Special Character(s) |
Matches |
. |
Any one character. |
[range] |
A range of characters such as [a-z], which matches any one lowercase letter, or [0-9], which matches any one digit. You can also build complex ranges, as in [abm-z0-9], which matches any one of the following: a, b, any lowercase letter from m to z inclusive, or a digit. |
expression* |
An expression repeated zero or more times. As I explain shortly, the asterisk (*) is an expression modifier, not a separate expression. |
expression+ |
An expression repeated one or more times. |
(expression) |
A group. |
The last syntax element in the table, forming groups, is important as a way of specifying which characters to repeat. Groups are an essential to search-and-replace operations, which I'll delve into later in this article.
These five syntax elements are a relatively small subset of the full regular-expression syntax, but they're by the far the most widely used. With these elements, you can specify a wide variety of patterns.
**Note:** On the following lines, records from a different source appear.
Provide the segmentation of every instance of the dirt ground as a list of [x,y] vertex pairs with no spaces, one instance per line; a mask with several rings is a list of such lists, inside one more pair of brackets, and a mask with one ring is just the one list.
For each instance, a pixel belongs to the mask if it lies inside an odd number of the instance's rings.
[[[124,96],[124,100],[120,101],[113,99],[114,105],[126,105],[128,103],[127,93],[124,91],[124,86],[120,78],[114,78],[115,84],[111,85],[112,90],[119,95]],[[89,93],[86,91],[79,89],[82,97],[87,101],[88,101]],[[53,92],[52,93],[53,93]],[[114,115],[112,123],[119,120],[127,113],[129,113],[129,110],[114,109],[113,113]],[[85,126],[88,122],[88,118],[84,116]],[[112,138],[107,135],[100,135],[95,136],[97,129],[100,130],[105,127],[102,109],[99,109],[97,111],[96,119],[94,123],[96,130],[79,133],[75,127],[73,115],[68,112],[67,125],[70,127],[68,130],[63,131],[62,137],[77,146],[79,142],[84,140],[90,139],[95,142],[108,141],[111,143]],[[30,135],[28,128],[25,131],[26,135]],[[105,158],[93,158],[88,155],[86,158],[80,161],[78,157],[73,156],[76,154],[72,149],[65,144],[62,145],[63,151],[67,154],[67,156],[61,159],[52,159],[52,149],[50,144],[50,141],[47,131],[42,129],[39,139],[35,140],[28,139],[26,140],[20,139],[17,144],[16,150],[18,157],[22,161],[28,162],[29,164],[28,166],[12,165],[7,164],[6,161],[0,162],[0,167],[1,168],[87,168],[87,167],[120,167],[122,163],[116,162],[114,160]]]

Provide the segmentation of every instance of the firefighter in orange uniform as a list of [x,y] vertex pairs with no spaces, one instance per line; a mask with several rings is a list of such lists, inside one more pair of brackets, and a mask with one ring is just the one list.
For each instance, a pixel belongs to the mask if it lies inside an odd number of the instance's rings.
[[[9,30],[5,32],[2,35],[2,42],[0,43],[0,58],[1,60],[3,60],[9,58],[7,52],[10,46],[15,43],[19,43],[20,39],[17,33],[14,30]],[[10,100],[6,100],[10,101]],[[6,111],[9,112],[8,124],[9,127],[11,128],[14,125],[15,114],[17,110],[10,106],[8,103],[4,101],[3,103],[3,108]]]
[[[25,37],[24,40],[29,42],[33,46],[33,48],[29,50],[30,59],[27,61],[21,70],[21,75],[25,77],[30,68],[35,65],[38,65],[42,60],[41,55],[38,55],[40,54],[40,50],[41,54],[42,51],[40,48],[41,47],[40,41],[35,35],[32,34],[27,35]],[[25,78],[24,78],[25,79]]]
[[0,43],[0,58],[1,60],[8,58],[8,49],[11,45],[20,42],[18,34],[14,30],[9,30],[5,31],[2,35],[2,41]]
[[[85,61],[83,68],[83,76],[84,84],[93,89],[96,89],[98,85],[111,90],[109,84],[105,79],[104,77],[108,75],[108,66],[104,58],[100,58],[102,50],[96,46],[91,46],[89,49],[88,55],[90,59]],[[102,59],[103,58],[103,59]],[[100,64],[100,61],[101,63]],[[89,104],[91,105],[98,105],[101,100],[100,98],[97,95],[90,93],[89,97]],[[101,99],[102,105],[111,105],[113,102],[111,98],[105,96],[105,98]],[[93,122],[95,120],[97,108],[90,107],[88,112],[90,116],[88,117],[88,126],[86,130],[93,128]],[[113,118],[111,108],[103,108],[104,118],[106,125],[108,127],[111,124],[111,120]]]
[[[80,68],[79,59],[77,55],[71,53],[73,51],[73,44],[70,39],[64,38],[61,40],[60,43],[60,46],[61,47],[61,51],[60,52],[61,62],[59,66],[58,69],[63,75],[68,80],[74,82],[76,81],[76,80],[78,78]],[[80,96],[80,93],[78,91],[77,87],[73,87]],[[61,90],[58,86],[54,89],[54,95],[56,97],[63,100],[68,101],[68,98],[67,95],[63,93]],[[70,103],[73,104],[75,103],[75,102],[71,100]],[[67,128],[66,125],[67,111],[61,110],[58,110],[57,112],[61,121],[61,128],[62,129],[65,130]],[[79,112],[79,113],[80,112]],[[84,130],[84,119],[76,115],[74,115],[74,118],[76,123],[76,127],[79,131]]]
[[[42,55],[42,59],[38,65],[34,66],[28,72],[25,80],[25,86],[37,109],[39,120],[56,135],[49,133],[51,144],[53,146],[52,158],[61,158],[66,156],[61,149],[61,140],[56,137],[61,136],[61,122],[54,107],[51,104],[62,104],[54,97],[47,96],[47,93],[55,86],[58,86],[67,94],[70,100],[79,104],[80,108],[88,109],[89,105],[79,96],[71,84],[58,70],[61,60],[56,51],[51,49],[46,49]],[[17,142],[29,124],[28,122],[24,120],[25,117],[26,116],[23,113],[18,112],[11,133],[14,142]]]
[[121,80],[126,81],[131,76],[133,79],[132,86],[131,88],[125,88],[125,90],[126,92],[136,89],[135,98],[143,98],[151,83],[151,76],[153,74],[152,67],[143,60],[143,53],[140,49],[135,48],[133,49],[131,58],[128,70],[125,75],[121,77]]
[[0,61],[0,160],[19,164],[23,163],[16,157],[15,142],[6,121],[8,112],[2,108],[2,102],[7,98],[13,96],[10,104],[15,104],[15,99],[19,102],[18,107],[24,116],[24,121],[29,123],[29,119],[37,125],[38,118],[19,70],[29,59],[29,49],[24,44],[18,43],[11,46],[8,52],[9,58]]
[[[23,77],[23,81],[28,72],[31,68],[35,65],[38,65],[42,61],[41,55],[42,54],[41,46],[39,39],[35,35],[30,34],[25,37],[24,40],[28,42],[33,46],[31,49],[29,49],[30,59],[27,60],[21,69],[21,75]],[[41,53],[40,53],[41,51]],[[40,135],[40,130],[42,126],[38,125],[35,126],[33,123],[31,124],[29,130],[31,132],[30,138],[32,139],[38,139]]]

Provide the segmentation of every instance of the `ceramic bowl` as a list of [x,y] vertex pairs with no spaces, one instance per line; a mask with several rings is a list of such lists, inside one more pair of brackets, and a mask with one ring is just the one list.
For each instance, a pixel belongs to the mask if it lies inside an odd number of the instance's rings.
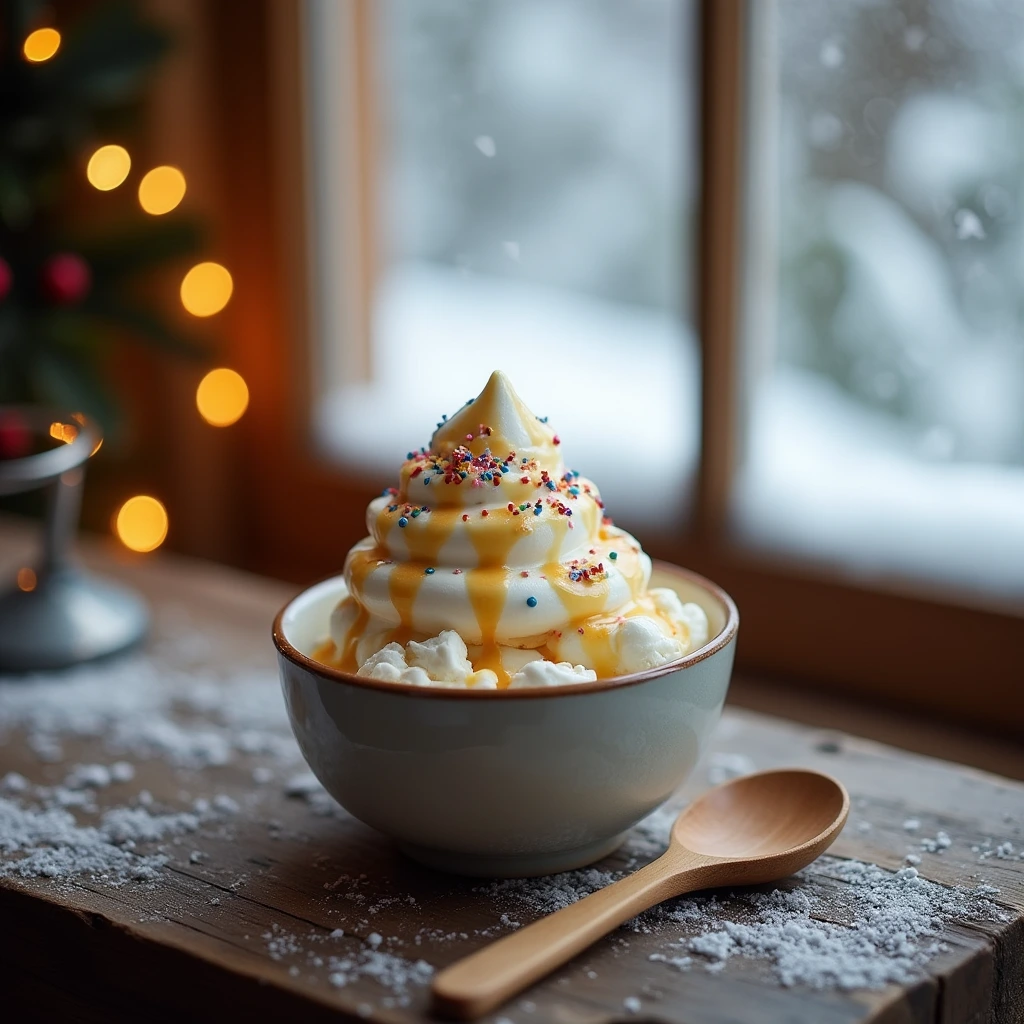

Subtleties of the Repeat Operators
The repeat operators, * and +, involve a subtlety that nearly all manuals and articles on regular expressions gloss over or misstate. Consider the following regular expression:
ca*t
To understand this pattern, you should first note that, by default, a character without special meaning is interpreted literally. That is, usually a character "is what it is." In the regular expression ca*t, a regular-expression function first looks for c in the input string:
c
The function doesn't then try to match a—or at least, not exactly! Instead, the characters a* are taken together to form a sub-pattern that says "Match zero or more copies of the letter a." Therefore, the expression ca*t matches any of the following strings:
ct cat caat caaat
And so on. It might seem reasonable to say that a* means "Match a and then match zero or more copies of a"—but that's not how it works.
Understanding Groups
Finally, let's review the purpose of groups. The repeat operators, * and +, apply to just one character—the character that precedes them—unless the preceding characters are in a range or in a group. For example, what does the following match?
bana(na)+
The final occurrence of na is in a group. As special characters, the parentheses are not matched literally, but rather are used to specify the group. So if you call a function that tries to match this pattern, the function tries to match characters in the input string in this order:
- Match bana exactly once.
- Match one or more occurrences of na. The use of the asterisk (*) would cause matching of zero or more copies instead.
So any of the following strings comprise a match:
banana bananana banananana bananananana
and so on.